The report, which is based on publicly available data and assumptions, highlights limitations in computational resources and rising research costs as key contributing factors. The AI industry has long relied on these models to enhance baseline performances, but this dependence is now under scrutiny.
According to Josh You, an analyst at Epoch, the rise of inference models can be attributed to their exceptional performance in specific tasks. For example, OpenAI’s o3 model has significantly improved mathematical and programming skills in recent months. However, these models require increased computational resources to address complex tasks, resulting in longer processing times compared to traditional models.
The training process for inference models typically begins with a large dataset to train a standard model, followed by the application of reinforcement learning techniques. This method acts like “feedback” for the model, helping it optimize its solutions to difficult problems. While this has facilitated rapid advancements in AI, it has also revealed potential bottlenecks.

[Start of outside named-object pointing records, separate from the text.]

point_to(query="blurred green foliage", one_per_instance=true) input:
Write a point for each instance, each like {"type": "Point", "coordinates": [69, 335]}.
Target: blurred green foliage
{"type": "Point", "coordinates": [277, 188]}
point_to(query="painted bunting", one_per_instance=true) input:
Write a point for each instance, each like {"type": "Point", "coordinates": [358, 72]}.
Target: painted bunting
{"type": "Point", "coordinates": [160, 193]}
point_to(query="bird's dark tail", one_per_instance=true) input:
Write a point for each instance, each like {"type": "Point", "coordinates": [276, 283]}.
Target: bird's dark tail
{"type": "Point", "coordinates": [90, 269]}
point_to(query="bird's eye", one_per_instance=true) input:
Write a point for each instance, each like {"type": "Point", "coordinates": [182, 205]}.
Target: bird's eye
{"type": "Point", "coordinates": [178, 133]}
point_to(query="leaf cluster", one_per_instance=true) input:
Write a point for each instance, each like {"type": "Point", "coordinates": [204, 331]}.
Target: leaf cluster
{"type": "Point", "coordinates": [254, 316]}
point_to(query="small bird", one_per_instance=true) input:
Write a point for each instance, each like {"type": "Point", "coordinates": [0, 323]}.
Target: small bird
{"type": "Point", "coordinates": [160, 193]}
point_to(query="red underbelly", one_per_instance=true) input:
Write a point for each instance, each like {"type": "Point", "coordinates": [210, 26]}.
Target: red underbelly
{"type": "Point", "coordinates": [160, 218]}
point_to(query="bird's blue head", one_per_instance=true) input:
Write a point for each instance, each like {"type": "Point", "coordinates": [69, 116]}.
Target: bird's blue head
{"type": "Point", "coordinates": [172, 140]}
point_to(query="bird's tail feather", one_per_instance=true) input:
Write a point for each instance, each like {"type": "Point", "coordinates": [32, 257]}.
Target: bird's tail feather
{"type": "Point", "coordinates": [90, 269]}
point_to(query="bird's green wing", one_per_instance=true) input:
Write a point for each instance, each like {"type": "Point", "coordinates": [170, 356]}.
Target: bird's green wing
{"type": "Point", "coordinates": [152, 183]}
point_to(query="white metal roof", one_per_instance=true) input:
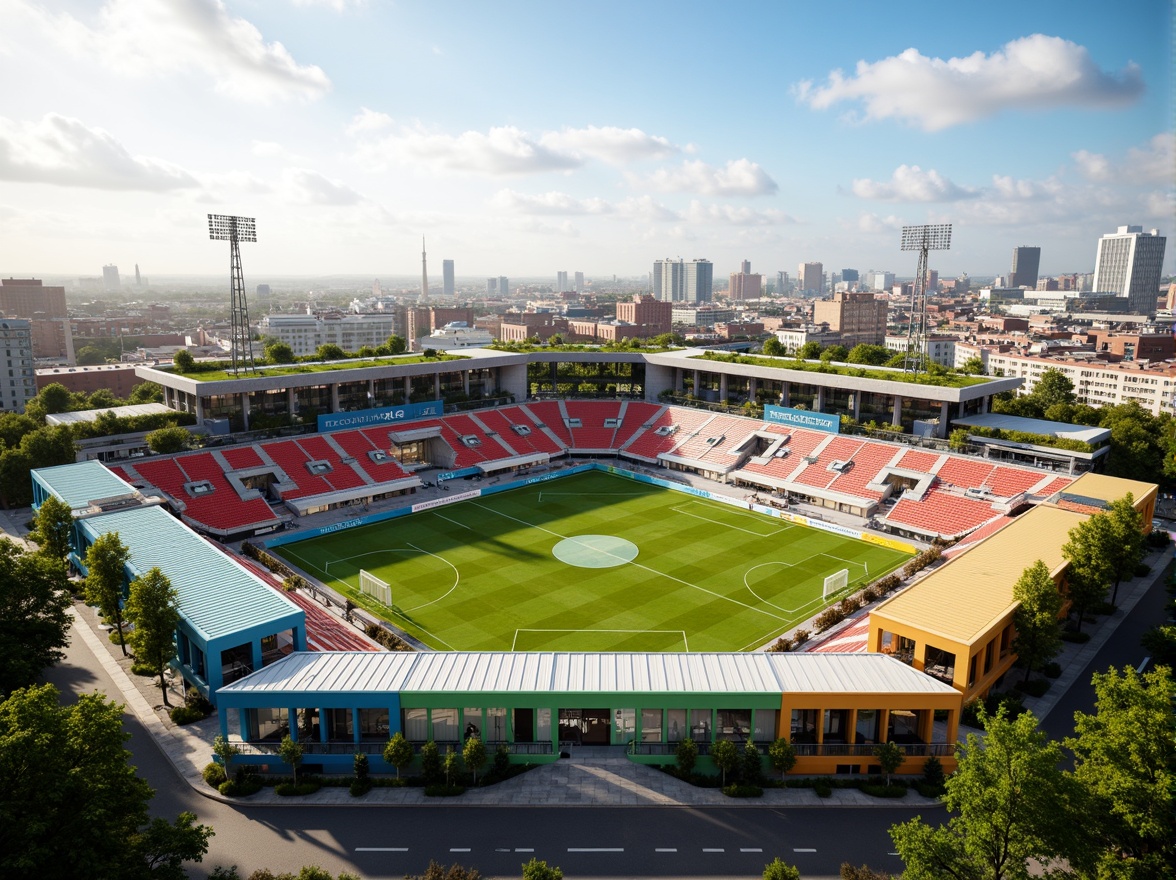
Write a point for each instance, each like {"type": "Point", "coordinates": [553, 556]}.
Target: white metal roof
{"type": "Point", "coordinates": [492, 672]}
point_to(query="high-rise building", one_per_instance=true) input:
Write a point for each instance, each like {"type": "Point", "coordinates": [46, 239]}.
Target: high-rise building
{"type": "Point", "coordinates": [742, 285]}
{"type": "Point", "coordinates": [1129, 265]}
{"type": "Point", "coordinates": [857, 317]}
{"type": "Point", "coordinates": [810, 279]}
{"type": "Point", "coordinates": [681, 281]}
{"type": "Point", "coordinates": [1026, 265]}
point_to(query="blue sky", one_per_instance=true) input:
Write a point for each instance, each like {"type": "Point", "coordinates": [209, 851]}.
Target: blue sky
{"type": "Point", "coordinates": [523, 138]}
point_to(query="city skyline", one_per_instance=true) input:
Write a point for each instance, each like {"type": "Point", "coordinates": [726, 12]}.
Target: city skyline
{"type": "Point", "coordinates": [349, 130]}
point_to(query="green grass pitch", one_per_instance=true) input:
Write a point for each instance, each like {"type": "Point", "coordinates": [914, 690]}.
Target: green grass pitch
{"type": "Point", "coordinates": [482, 574]}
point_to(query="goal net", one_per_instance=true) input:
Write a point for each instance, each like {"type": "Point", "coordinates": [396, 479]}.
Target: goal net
{"type": "Point", "coordinates": [374, 587]}
{"type": "Point", "coordinates": [834, 584]}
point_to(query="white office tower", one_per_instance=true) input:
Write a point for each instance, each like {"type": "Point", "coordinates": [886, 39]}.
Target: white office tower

Leading AI laboratories, including OpenAI, are investing heavily in reinforcement learning. The company reports that training its o3 model required around ten times the computational resources of its predecessor, o1, most of which was allocated to the reinforcement learning phase. Researcher Dan Roberts noted that OpenAI’s future plans will prioritize reinforcement learning and allocate even more computational power than what was used for initial model training.
While this strategy accelerates model improvements, Epoch’s analysis serves as a reminder that these advancements are not limitless. Increasing computational resources may soon hit physical and economic constraints.
Josh You elaborated on the differences in performance growth. Standard AI model training currently sees performance doubling annually, while reinforcement learning performance is improving tenfold every three to five months. However, this rapid growth may align with the overall AI frontier advancements by 2026.
He emphasized that scaling inference models faces challenges beyond computational issues, including high research costs. “If research requires sustained high expenses, inference models may struggle to achieve their anticipated scale,” You concluded.